I would like to announce the release of termoshtt/accel, a CUDA-based GPGPU framework for Rust.This is an experimental project with three following key features. Although it has still several limitations, you can start hacking GPGPU computing in Rust
I hope your feedback!
Compile PTX Kernel from Rust using NVPTX backend of LLVM
From 2017/2, we can compile Rust into a PTX assembla using NVPTX backend of LLVM as demonstrated in japaric/nvptx, however, it needs a complicated setting. Accel generates this setting automatically using procedural macro feature.

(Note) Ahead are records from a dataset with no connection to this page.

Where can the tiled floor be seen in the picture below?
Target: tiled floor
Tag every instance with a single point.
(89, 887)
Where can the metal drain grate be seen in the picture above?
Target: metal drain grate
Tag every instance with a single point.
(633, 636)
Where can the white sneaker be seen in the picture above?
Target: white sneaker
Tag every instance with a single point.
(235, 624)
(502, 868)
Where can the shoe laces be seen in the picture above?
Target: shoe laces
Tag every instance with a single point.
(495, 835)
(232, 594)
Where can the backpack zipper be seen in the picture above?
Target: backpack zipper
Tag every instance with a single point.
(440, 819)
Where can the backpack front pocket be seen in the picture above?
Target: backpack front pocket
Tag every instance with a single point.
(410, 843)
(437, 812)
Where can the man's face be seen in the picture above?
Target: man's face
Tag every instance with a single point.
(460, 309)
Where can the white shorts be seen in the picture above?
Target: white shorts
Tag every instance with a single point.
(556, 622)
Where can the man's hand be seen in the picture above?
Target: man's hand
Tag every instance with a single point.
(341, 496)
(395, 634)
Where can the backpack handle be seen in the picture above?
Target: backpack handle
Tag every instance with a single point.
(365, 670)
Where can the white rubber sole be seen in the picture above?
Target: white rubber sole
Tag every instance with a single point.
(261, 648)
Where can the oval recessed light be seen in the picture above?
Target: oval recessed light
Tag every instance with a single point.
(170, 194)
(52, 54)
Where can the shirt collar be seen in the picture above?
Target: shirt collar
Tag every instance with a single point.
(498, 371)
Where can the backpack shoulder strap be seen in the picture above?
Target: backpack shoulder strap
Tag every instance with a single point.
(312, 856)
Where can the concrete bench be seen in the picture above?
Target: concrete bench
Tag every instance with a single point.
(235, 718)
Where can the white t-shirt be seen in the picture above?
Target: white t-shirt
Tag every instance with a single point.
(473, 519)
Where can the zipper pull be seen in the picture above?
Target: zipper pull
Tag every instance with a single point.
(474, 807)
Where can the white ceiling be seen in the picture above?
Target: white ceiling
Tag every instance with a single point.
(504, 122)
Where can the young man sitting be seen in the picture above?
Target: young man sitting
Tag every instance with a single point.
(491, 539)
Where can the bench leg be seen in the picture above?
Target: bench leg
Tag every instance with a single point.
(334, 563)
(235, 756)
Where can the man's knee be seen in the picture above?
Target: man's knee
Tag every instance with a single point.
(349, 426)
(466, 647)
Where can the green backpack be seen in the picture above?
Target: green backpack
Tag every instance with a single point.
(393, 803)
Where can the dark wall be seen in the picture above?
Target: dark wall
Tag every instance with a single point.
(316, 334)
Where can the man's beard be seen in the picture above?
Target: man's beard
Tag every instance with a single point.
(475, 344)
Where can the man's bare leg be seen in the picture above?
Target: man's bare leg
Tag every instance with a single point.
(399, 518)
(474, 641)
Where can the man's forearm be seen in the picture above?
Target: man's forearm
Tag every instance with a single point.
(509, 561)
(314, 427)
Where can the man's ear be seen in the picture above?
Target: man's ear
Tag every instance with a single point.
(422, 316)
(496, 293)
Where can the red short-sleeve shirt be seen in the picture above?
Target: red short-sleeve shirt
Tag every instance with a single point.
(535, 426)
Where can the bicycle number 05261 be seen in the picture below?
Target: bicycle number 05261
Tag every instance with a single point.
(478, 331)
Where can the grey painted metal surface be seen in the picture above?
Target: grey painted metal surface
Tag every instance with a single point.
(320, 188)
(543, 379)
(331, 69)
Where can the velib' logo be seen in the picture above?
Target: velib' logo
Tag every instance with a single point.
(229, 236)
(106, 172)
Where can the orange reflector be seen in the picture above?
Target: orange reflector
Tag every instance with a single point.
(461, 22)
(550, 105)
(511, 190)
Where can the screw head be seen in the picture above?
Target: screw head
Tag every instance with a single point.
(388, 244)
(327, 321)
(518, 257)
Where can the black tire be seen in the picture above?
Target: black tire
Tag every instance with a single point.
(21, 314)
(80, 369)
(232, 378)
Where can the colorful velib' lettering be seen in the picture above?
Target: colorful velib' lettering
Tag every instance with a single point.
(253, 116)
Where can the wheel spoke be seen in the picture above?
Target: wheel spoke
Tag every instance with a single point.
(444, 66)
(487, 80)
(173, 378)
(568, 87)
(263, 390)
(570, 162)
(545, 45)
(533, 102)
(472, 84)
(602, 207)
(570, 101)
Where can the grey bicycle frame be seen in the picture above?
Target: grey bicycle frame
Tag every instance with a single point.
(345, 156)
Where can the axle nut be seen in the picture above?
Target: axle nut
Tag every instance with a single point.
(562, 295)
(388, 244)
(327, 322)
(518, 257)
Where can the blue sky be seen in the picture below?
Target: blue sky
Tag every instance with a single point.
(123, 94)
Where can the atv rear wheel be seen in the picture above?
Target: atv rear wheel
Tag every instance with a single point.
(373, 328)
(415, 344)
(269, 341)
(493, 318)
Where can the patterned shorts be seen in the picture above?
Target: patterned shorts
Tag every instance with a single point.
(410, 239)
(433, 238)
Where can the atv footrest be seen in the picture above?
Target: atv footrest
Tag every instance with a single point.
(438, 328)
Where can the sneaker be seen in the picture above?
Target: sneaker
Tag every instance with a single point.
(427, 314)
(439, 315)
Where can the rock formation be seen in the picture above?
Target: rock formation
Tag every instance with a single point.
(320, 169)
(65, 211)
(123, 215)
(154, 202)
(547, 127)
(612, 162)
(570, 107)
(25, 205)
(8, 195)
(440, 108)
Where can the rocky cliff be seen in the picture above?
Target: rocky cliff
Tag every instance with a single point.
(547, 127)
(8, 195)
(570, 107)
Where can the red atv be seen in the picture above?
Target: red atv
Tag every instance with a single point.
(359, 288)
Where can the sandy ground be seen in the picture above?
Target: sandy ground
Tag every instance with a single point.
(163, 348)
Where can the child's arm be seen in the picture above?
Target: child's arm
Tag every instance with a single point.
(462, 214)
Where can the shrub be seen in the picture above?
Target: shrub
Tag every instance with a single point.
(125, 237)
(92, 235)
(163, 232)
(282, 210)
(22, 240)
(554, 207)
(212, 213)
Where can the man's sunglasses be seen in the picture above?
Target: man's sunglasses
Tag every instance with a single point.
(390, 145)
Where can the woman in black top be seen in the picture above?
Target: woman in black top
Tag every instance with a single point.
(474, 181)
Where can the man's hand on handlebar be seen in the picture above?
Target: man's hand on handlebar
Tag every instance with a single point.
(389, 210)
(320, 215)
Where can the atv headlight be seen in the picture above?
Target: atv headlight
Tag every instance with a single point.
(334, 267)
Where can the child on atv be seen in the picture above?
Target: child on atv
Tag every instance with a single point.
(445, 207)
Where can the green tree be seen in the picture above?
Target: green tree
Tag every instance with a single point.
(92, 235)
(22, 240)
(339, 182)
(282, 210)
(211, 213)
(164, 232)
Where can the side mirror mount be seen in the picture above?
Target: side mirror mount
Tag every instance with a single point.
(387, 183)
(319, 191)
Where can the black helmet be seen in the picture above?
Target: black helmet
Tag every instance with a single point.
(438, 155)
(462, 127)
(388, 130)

proc-macro-attribute-based approach like futures-await
accel-derive crate introduces a proc-macro #[kernel], which generates two functions. One is compiled into a PTX code, called "kernel", and the other calls it from CPU code using cudaLaunchKernel, called "caller". A support crate rust2ptx is created while the proc-macro at $HOME/.rust2ptx directory, and compiles the generated function (saved as lib.rs) using xargo. Generated PTX assembla is inserted into the source code of "caller" and thus embedded into the executable binary.
Simple memory management using Unified Memory
Unified memory (UM) is a feature introduced in CUDA6 and extended in CUDA8. We can manage memory without considering the memory is on CPU or GPU. Accel introduces accel::UVec struct which manage UM as RAII and you can use it as a slice through Deref.